If you’re looking for a full list of all our bot accounts, we also have you covered. Our eagle-eyed reader may notice that many of the Twitter-hosted written answer bot accounts are marked ‘coming soon’. This is because Twitter’s new ownership makes it increasingly difficult to do … well, anything really. We do hope to add these accounts at some point soon. It really depends on what Twitter’s “strategy” might be next week.

Moving into math

As we’re often at pains to point out, not all data is stats. Most of our models deal with words, not numbers. But a recent Teams standup that was supposed to take 15 minutes, continued into chat and turned into an all-day modelling marathon. The subject of library researchers cropped up and boss boss ‘brarian Bryn pointed out that much of the data they rely has little to do with parliamentary procedure and more to do with the sort of statistical data that the ONS publish. Which triggered a memory in Michael. Way back in data platform mk 3 days, we made a sort of start on modelling statistical information. Not being stats experts, it was a bit rubbish. Discretion being the better part of valour, we retired from the battlefield and contacted Leigh. Who has the advantage of actually knowing about statistics. Leigh wrote a report suggesting we use Data Cube for our more statistical information and, rather handily, prepared some sample RDF. Which Michael promptly lost. Hard drive and GitHub were both searched, to no avail. Why don’t you try your deleted items, asked Anya. Which is where the report turned up. Obviously. All the good stuff’s always in deleted items. Thanks Leigh. We’re hoping we can finally put your work to some use in the not too distant future.

A trip into complexity

Week 10 saw Anya, Vanda, Young Robert and Michael escape the confines of Westminster for a trip to far-flung UCL. There to see Dave Snowden, creator of the aforementioned Cynefin framework and all round sense maker. All assembled were delighted to watch Dave draw out the thinking behind his estuarine framework. Our brains may be slowing with age, but it’s always so much better to see a thing being drawn than to see a drawing. We emerged wondering if our liminal line might be closer to the origin than would be considered ideal. Not to be bumptious, but we’d heartily encourage any of our workplace elders and betters tasked with designing “operating models” and whatnot to click here. Read, click and repeat. Bear in mind there are no prizes for finishing the internet.

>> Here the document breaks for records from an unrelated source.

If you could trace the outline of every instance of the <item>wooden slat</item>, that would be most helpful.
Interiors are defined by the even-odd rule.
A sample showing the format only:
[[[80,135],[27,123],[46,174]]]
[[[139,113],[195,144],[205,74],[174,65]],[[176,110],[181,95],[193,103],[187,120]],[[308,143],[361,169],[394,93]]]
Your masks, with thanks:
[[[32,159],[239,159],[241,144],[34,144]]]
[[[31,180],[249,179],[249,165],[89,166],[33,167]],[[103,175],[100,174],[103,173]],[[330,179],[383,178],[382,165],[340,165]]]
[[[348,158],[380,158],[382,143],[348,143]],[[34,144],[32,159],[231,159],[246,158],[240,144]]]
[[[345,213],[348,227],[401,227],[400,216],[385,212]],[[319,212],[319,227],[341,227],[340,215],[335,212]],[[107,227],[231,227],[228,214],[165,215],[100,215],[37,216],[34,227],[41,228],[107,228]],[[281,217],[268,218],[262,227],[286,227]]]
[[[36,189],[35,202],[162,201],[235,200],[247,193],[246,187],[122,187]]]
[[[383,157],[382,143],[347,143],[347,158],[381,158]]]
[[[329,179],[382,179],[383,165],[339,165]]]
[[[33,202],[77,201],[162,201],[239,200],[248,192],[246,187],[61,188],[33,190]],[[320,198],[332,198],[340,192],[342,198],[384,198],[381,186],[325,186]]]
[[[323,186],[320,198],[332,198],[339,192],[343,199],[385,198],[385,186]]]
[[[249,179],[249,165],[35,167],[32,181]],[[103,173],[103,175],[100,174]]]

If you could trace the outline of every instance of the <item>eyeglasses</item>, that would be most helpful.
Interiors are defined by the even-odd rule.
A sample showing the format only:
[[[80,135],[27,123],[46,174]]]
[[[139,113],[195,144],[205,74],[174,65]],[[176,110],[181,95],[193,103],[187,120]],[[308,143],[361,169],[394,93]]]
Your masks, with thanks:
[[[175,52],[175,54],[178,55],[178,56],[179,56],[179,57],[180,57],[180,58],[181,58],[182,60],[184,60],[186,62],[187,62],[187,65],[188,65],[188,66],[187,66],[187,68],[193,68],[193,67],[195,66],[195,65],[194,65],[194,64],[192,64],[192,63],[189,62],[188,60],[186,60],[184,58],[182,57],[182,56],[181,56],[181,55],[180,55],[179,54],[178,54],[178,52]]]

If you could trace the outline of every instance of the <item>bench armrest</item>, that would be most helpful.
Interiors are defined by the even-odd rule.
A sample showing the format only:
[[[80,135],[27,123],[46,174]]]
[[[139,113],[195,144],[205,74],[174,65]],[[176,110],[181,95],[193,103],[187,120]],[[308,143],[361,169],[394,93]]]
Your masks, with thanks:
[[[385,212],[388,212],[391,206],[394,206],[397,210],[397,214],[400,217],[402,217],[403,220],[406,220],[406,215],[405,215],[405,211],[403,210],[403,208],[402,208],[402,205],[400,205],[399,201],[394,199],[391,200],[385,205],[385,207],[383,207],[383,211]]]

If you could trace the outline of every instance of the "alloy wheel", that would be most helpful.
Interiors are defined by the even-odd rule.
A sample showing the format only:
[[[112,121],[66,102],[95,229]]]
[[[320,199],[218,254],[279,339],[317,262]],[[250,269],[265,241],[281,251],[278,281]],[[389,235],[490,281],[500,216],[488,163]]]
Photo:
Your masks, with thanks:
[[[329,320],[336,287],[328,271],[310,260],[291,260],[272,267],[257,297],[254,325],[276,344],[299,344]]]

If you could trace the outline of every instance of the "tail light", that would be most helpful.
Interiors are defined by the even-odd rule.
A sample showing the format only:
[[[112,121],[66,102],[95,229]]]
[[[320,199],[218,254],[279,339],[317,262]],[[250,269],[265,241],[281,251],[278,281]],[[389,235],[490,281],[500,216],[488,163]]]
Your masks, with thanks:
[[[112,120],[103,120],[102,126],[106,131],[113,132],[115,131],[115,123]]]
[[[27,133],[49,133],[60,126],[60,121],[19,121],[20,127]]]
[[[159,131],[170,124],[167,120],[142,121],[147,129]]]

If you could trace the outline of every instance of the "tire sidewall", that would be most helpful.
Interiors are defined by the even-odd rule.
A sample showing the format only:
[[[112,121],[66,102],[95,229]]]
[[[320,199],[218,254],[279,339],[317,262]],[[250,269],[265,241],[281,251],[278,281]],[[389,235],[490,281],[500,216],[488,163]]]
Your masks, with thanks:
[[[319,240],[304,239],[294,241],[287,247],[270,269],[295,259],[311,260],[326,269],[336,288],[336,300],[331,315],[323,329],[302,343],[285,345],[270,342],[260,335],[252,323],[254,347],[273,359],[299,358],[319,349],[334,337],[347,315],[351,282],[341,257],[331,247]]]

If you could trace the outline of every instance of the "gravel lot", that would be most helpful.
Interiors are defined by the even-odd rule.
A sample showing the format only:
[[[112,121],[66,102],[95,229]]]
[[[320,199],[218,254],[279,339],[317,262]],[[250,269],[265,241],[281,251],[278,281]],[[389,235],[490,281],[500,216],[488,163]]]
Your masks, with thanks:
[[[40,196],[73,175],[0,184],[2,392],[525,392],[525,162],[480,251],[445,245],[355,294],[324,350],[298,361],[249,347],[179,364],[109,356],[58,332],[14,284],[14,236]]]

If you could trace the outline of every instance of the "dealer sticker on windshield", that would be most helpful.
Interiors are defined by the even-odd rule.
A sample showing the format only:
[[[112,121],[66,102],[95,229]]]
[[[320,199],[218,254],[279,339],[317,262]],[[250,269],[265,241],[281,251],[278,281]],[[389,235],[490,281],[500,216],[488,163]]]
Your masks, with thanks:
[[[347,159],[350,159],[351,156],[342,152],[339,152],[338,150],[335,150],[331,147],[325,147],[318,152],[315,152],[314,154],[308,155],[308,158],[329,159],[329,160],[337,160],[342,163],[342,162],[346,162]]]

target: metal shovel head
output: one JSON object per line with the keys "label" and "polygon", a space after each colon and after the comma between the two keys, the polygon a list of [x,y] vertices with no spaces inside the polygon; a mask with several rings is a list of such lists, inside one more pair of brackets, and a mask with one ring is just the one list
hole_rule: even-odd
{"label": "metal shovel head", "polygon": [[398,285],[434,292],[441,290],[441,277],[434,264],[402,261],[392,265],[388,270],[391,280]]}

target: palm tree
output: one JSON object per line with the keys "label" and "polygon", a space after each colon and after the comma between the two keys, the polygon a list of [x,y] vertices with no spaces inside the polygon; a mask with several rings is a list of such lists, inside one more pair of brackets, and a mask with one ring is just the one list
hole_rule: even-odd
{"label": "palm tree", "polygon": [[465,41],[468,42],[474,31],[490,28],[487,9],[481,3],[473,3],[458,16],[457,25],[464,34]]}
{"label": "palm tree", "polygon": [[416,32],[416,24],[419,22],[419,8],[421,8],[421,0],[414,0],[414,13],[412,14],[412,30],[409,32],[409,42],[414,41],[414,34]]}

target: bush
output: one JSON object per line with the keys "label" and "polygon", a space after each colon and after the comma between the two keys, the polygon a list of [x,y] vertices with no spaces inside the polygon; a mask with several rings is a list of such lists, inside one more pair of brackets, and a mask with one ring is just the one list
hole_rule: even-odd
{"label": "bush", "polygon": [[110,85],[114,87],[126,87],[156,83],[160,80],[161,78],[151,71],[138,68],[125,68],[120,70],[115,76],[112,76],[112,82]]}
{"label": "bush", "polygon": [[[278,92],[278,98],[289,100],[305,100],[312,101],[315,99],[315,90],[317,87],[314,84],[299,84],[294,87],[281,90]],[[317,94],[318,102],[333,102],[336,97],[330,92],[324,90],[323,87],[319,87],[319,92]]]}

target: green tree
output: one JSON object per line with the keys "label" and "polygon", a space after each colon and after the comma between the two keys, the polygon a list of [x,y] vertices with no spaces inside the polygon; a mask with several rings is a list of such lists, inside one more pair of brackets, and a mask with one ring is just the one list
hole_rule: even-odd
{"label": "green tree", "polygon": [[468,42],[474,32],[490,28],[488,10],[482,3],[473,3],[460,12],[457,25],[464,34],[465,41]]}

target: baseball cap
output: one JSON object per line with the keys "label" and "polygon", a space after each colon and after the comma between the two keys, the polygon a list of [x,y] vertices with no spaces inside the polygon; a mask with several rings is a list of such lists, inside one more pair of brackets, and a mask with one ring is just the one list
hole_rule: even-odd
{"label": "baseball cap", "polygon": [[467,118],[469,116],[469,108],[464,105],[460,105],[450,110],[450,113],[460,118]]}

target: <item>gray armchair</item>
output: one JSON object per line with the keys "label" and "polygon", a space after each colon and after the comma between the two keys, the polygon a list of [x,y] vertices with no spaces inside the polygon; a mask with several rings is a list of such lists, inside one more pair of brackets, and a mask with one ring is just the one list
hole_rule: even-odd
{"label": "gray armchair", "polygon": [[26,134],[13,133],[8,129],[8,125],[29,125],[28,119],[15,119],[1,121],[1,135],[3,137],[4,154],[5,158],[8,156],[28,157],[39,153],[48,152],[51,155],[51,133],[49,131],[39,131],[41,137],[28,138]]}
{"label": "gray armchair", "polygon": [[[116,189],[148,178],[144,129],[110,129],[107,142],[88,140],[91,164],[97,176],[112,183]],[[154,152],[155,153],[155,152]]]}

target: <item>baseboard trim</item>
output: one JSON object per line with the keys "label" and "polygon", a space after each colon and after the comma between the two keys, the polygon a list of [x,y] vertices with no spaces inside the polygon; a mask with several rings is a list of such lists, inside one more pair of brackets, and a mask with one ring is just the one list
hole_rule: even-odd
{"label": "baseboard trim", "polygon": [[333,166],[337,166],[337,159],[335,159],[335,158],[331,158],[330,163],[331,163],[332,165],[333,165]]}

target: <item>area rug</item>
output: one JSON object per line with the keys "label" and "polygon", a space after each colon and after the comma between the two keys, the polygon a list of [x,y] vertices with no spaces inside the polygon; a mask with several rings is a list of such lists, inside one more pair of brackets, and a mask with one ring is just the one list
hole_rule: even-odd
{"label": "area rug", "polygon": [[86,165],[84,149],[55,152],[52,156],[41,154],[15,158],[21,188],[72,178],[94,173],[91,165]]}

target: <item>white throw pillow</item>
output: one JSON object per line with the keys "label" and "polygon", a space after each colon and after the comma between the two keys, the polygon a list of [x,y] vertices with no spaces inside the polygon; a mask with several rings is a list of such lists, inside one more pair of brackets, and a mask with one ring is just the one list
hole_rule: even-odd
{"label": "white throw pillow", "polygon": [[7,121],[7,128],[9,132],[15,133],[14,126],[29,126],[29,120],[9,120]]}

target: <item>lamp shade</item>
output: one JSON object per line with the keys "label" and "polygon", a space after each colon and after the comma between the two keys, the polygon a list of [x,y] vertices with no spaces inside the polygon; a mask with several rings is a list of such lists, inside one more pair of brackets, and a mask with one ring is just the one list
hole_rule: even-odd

Native to a web of data - as we used to say

And finally, not news from us but rather from friend of the family Andy, over at Full Fact. Given our reader’s obvious interest in accurate information conveyed via well-modelled, well-managed data - why else would you be here? - we’re working on the assumption that our dear reader will be as thrilled as we are by the recent minting of a Full Fact Wikidata property. It means that anything in Wikidata with a corresponding record in Full Fact can now be linked in a way that’s amenable to both people and machines. For reasons we won’t go into, Parliament already has three Wikidata properties - one for Members, one for data platform mk 3 and one for our own treasured thesaurus. Which - given the three things overlap - is probably one to two too many. But it does mean that our dear reader can polish their hacking skills and jump between parliamentary records and Full Fact records with something approaching ease. Applause Andy and fellow Fullfactarians.